Because our radical change can save and improve the lives of the most vulnerable. I continue to be astounded at the statistic that the number of people living in extreme poverty ($1.25 per day) has been cut in half since 1990. Although some will attribute this success largely to rapid economic growth in some of the world’s largest countries—read: China—there are thousands of organizations around the world that are working to empower the poorest people across the globe through education, health care, relief, and development. Our individual donations often go to these organizations.
The call is clear, the potential impact is enormous—now it’s all about how to do the kind of giving Jesus’ words push me toward. So as I did last time I wrote on the blog, I’m turning to stories for inspiration, to give me a sense of what it would look like to more radically share my own wealth.
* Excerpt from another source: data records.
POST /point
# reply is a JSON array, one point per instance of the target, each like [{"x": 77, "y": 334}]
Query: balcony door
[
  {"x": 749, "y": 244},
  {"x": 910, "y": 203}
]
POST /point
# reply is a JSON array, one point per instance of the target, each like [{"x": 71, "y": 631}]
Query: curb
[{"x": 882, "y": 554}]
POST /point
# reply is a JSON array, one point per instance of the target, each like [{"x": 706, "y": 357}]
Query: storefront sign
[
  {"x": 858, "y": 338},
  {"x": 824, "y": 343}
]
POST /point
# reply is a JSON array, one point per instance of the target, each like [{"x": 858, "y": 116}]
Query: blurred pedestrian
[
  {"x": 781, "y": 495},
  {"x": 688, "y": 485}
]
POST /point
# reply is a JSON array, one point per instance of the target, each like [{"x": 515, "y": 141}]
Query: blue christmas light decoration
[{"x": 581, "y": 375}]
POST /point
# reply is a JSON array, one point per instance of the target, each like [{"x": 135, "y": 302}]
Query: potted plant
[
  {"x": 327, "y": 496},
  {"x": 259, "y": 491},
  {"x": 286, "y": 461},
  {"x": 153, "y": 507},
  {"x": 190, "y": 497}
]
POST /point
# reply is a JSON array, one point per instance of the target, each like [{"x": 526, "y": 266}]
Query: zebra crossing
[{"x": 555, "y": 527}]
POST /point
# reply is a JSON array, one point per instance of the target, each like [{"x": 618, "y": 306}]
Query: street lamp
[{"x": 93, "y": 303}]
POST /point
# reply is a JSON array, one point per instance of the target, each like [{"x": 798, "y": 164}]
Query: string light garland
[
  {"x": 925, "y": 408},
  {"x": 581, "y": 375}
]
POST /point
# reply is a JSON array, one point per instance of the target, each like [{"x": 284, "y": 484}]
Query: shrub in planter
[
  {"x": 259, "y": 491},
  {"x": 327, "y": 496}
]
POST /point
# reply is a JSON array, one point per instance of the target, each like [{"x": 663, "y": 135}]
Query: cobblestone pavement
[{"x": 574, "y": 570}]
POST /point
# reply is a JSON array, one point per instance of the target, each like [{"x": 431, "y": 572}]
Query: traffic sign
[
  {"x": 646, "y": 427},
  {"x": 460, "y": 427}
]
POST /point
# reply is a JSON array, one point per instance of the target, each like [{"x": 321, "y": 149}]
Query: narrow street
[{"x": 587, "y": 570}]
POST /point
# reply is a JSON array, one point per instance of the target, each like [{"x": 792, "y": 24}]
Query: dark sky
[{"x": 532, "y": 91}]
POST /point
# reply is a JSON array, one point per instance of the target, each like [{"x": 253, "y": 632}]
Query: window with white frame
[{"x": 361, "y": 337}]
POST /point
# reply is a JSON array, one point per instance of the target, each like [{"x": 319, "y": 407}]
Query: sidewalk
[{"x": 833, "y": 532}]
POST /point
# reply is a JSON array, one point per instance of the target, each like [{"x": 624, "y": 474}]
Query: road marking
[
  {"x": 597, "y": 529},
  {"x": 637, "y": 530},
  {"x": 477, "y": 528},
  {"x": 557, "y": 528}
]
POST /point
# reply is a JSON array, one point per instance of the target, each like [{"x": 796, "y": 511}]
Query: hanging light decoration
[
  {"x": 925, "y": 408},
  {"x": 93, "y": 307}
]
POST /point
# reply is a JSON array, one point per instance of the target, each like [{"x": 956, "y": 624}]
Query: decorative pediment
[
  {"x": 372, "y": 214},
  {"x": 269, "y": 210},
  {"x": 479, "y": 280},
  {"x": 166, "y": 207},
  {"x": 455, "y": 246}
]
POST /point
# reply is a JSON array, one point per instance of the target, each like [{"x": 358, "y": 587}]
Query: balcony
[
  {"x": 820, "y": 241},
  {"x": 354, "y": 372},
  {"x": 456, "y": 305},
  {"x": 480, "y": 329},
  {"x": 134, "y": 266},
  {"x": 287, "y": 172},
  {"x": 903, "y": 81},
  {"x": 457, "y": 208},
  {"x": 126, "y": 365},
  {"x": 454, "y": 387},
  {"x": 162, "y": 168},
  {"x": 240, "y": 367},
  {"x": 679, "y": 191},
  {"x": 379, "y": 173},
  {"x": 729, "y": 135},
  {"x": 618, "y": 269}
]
First up are the high rollers, the millionaires and billionaires who are donating large portions of their fortunes for various objectives. Warren Buffett and Bill and Melinda Gates have pledged to give away a majority of their billions during their lifetimes and are pushing others among the most wealthy set to do the same. Rick Warren, of Purpose-Driven Life fame, practices “reverse tithing”—keeping 10% of his income and giving away 90%. But I love the story of Chuck Feeney, the octogenarian founder of the ubiquitous airport duty-free shops, who has worked mostly in secret since the mid-1980s to rid himself of $7.5 billion by funding projects like an overhaul of Vietnam’s health care system. After all of his billions, his net worth in 2012 was $2 million.
Okay, you might say, these folks give away a lot of money, but in the end $2 million is still $2 million, not pocket change. What about something slightly more relatable? The organization Giving What We Can, with now more than 1,000 members, draws people together to pledge to give at least 10% of their incomes to effective charities for the rest of their lives. The founder, Toby Ord, makes about $70,000 per year as a professor at Oxford, but lives on $30,000, estimating that at that rate he will be able to give away about $1.5 million over his lifetime.
One Medford couple, Julia Wise and Jeff Kaufman, who made the pledge to Giving What We Can, live on about $15,000 of expenses (not including taxes and savings) and give away about half of their combined income of $250,000 each year. Before they were earning their current relatively large incomes, however, they were still giving away substantial amounts – $28,000 out of a salary of $86,000, or before that, $10,000 out of $40,000. And even as they have had children they have continued to raise the share of income they donate each year.
Inspired and challenged by the choices of these individuals and families, I’m going back to my budget with an eye toward cutting, thoughts about percentages, and a focus on what my dollars can do. How do you approach budgeting and giving? What generosity challenges have you recently taken up?